Headless Remains of Australian Outlaw Ned Kelly Found After 130 Years.
A photograph of a police mugshot of Ned Kelly, aged 16, at the Old Melbourne Gaol, March 13, 2008. Kelly, immortalised for using home-made armour in a final shoot-out with police, became a folk hero of Australia's colonial past with his gang's daring bank robberies and escapes. Kelly was hanged at the Melbourne Gaol in 1880. Australian archaeologists believe they have found the grave of Kelly on the site of an abandoned prison. Reuters.

After years of research and investigation, the headless skeleton of the legendary Irish-Australian bushranger Ned Kelly has been identified by experts at the Victorian Institute of Forensic Medicine.

For decades, experts have been attempting to solve what is regarded as one the biggest mysteries in Australian history - to find and study the remains of Kelly, who was hanged for murder at the Old Melbourne Goal in November 1880.

Who is this notorious outlaw and what is the mystery behind his death?

While some regard him as a cold-blooded killer, others consider him a folk hero and symbol of Irish-Australian resistance against the British colonial rule.

Born around 1855 to an Irish convict father in Victoria, Ned was rebellious by nature since a very young age. He was only 14 when the Victoria police first arrested him for assaulting a Chinese man. But it was only after his mother was arrested for aiding an attempted murder in 1878 that the whole Kelly clan went into hiding.
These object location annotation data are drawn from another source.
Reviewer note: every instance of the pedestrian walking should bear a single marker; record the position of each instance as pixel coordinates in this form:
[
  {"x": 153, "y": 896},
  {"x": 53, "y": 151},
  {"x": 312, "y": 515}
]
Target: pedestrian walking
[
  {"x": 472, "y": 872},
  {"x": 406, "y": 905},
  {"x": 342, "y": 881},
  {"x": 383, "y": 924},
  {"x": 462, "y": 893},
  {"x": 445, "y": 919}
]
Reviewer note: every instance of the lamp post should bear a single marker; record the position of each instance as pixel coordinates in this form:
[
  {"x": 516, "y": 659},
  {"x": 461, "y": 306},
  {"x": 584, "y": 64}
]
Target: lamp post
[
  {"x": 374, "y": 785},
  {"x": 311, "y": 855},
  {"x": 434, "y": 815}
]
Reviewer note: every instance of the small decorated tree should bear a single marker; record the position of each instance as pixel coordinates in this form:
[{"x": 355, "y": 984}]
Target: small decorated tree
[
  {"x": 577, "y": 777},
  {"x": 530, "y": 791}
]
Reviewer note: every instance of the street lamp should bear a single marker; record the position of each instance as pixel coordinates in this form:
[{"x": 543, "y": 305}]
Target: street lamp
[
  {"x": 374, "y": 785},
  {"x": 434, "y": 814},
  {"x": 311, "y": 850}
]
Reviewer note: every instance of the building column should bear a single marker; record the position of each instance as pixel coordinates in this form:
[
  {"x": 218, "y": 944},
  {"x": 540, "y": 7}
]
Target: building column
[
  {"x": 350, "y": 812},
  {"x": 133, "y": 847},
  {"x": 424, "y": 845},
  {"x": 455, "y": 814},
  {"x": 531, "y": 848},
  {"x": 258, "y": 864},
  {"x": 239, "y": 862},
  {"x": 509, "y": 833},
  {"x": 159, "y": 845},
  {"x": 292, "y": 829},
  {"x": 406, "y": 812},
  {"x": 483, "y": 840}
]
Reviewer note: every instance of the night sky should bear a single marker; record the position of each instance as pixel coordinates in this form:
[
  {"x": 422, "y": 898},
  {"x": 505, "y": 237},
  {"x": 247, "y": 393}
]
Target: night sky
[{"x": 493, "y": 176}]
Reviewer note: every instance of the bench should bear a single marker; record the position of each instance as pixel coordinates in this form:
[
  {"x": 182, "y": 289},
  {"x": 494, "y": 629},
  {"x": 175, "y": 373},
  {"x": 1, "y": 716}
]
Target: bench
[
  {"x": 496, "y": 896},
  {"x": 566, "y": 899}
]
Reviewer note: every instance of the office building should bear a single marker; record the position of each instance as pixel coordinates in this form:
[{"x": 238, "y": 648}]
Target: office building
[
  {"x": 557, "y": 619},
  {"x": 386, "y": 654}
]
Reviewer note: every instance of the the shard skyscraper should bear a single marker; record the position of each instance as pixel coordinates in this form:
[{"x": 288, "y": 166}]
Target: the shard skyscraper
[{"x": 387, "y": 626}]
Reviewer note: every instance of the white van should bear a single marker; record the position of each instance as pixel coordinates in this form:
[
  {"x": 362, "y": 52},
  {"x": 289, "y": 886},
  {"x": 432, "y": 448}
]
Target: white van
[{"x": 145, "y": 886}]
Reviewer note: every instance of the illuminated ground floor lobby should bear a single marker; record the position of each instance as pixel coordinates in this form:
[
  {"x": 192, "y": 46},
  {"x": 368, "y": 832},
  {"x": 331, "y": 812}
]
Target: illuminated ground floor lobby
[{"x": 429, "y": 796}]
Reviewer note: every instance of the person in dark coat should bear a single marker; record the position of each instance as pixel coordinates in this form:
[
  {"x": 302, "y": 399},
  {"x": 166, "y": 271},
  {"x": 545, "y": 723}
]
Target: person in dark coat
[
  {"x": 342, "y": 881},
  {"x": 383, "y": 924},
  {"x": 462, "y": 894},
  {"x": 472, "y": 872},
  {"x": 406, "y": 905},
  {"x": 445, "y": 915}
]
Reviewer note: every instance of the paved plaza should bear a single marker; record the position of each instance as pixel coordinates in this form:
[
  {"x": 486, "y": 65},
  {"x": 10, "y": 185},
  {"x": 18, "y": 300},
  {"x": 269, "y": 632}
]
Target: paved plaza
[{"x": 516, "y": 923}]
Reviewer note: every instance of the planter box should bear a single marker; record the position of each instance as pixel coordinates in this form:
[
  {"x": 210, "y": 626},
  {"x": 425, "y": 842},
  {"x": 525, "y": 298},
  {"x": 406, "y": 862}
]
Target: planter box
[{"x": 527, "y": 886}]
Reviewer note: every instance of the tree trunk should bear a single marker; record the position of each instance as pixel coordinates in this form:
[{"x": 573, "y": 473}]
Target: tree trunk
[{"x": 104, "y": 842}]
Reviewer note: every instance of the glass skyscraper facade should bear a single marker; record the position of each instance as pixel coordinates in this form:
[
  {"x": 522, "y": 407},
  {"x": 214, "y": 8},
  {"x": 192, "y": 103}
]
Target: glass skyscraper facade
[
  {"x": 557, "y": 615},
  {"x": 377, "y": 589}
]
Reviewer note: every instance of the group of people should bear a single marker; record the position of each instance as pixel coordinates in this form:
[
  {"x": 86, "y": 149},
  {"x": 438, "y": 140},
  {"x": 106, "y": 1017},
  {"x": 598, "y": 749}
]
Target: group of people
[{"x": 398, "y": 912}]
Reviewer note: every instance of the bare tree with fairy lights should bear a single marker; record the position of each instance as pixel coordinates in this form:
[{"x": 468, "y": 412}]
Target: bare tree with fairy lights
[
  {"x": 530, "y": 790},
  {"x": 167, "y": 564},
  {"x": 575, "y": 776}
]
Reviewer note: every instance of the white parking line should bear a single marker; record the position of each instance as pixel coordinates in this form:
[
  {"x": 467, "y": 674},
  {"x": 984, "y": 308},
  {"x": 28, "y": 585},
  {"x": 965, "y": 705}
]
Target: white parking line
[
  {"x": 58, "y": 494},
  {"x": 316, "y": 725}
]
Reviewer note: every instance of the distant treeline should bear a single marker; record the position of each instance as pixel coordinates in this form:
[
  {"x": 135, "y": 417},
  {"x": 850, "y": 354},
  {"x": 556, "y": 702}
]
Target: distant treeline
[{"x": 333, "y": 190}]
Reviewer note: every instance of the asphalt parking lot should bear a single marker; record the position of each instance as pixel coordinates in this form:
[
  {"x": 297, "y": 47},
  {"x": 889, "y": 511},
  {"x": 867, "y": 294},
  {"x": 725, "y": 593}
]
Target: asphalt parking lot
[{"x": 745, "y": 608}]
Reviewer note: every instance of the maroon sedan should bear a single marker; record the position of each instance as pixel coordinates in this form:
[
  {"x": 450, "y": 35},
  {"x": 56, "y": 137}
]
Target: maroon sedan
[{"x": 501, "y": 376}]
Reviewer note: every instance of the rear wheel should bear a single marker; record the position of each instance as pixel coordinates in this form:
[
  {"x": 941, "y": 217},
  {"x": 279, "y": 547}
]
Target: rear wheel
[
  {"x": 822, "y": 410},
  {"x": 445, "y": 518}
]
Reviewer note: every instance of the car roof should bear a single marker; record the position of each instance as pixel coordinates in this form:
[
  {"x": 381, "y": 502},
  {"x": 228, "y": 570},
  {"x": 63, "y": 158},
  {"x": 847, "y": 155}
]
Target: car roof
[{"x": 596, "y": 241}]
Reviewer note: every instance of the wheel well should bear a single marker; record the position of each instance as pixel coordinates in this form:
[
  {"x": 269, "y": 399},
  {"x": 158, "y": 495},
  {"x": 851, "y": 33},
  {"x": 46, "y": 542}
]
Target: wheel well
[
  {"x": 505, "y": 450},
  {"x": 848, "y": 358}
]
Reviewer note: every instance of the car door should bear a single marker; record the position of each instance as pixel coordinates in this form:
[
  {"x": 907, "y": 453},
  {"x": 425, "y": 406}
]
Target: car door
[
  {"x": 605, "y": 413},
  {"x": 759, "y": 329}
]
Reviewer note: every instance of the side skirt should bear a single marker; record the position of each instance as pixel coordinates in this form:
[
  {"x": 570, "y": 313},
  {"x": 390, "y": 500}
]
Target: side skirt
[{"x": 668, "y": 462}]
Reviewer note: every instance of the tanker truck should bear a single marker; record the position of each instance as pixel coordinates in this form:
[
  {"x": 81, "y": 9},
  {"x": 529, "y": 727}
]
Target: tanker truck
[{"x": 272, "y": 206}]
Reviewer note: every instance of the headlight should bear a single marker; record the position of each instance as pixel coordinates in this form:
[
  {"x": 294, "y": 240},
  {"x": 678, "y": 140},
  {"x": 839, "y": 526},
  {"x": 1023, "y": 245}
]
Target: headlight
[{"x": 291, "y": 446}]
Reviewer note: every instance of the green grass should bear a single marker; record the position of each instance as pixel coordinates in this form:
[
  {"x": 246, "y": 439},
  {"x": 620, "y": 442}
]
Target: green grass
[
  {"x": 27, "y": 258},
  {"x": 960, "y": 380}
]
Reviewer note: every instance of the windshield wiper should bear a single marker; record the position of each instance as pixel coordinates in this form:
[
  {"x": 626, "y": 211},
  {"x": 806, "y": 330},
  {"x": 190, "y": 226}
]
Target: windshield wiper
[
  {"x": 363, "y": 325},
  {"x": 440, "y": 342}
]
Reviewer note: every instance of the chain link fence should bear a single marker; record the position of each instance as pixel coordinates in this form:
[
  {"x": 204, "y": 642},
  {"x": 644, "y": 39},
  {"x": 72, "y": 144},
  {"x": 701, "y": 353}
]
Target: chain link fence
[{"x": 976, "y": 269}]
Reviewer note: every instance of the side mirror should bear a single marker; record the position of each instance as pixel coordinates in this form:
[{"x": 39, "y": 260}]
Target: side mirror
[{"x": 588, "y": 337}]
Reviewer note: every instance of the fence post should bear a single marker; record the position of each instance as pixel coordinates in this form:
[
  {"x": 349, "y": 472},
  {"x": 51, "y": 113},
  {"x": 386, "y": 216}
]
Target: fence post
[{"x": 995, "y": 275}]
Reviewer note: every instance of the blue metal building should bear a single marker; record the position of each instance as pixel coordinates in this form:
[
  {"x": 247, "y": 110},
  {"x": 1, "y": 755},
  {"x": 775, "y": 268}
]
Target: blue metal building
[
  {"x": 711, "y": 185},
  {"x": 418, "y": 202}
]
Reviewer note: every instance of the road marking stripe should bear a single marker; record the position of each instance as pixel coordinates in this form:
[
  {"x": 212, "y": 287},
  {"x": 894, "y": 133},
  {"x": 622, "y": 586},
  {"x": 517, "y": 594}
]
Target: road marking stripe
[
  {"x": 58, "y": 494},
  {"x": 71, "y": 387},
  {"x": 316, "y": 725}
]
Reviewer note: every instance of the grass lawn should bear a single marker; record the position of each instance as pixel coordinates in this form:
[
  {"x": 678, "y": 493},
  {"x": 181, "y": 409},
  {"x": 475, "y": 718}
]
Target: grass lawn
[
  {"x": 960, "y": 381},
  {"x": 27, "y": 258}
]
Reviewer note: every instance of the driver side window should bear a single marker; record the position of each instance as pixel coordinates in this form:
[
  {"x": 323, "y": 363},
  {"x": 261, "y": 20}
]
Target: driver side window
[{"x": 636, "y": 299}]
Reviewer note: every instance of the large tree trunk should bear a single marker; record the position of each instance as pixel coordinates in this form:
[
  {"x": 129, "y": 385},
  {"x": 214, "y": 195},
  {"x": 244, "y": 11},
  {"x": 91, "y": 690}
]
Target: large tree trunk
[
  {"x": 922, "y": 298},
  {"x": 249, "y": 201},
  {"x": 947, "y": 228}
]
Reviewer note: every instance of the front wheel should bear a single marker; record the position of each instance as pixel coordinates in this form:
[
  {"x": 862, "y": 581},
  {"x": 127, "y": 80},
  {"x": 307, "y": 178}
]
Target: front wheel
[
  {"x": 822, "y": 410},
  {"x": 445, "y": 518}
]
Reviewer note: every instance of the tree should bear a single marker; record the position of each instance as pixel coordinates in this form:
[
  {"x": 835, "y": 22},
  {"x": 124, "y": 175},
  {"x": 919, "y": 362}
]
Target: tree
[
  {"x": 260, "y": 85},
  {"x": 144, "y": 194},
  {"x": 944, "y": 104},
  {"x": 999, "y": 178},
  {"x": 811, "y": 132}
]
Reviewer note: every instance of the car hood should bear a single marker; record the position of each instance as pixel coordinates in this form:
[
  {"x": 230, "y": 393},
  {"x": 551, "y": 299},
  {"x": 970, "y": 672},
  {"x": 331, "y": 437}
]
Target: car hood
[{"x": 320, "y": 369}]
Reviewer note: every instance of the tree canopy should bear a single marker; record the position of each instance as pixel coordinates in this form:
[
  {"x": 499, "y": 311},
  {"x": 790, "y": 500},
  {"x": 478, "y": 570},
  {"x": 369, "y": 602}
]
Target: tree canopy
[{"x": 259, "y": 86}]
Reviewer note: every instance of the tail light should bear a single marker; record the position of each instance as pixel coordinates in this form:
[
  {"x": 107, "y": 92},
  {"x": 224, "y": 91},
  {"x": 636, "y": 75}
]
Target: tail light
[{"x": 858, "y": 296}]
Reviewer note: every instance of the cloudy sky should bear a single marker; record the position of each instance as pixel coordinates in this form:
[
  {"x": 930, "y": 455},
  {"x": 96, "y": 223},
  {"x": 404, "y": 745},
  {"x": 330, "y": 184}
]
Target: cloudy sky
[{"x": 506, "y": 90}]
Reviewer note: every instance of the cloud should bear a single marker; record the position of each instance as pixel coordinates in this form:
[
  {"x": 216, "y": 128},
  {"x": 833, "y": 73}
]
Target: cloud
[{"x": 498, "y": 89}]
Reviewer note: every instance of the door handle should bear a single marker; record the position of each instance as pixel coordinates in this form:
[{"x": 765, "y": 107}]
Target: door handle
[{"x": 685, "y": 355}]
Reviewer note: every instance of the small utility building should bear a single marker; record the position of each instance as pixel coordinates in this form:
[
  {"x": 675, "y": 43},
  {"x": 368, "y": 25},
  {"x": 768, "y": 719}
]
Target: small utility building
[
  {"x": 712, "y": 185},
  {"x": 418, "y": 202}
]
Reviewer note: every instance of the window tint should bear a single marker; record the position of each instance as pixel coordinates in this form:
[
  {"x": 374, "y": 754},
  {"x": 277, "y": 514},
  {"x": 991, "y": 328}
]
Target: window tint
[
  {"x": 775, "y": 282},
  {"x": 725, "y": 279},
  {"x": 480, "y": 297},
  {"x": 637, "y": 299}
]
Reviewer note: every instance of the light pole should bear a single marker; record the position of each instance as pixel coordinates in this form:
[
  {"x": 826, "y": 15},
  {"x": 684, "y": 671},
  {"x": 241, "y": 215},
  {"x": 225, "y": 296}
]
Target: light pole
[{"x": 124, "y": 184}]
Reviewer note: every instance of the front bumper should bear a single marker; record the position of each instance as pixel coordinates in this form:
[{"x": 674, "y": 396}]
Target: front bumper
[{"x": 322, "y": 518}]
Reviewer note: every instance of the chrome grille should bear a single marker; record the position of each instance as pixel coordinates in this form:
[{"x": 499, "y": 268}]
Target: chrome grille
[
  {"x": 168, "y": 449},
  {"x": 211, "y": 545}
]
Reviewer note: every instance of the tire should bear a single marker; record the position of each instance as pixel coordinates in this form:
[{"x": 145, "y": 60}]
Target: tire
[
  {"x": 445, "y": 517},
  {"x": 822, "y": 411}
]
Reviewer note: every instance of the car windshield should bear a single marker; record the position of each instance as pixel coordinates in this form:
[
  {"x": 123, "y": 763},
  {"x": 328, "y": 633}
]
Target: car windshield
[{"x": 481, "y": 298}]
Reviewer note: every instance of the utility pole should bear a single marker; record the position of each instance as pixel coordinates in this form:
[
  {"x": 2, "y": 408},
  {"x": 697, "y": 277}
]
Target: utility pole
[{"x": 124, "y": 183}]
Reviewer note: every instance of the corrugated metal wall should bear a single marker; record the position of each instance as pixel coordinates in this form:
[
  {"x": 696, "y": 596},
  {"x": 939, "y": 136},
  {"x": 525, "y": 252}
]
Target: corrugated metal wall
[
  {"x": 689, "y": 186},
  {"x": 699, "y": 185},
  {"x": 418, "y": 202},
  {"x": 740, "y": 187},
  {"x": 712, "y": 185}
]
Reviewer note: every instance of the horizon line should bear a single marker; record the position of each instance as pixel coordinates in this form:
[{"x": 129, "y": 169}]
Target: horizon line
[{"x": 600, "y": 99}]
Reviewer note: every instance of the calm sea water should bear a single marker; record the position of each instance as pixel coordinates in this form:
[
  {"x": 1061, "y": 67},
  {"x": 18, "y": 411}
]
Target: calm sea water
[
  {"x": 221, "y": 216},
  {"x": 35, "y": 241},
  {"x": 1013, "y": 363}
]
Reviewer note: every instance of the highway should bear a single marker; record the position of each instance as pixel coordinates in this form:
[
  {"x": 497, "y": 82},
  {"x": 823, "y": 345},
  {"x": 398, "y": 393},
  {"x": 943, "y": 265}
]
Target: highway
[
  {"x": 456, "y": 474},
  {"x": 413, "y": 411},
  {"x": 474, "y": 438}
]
Even after this, several charges were brought against the members of Ned's immediate family and gradually the entire family rose to notoriety and was outlawed.

The gang was finally cornered in 1880 at the Glenrowan Hotel and arrested. He was then taken to Melbourne and was sentenced to death for murder.

The Mystery:

The story of Ned Kelly did not end with his death. After his execution, his body was dissected, with his head and organs removed for study. It is unclear whether his body parts were removed and buried in Melbourne Gaol's mass graveyard. In 1929, the gaol was closed and all the graveyard bodies were transferred to the Pentridge prison.

It is believed that during this transfer, workers stole skeletal parts from a grave marked with the initials EK in the belief that they belonged to Kelly.

The VIFM Investigation:

The hunt for his body began in earnest in November 2009 when a skull believed to belong to Kelly was handed in to the VIFM by Tom Baxter.

ABC reported that a DNA sample taken from Melbourne school teacher, Leigh Olver, the great-grandson of Kelly's sister Ellen, confirmed the identification. The forensic team at VIFM sifted through the remains of 34 people mingled in the mass grave.

This is an extraordinary achievement by our forensic team here in Victoria. To think a group of scientists could identify the body of a man who was executed more than 130 years ago, moved and buried in a haphazard fashion among 33 other prisoners, most of whom are not identified, is amazing, ABC quoted Victoria Attorney General Robert Clark stating.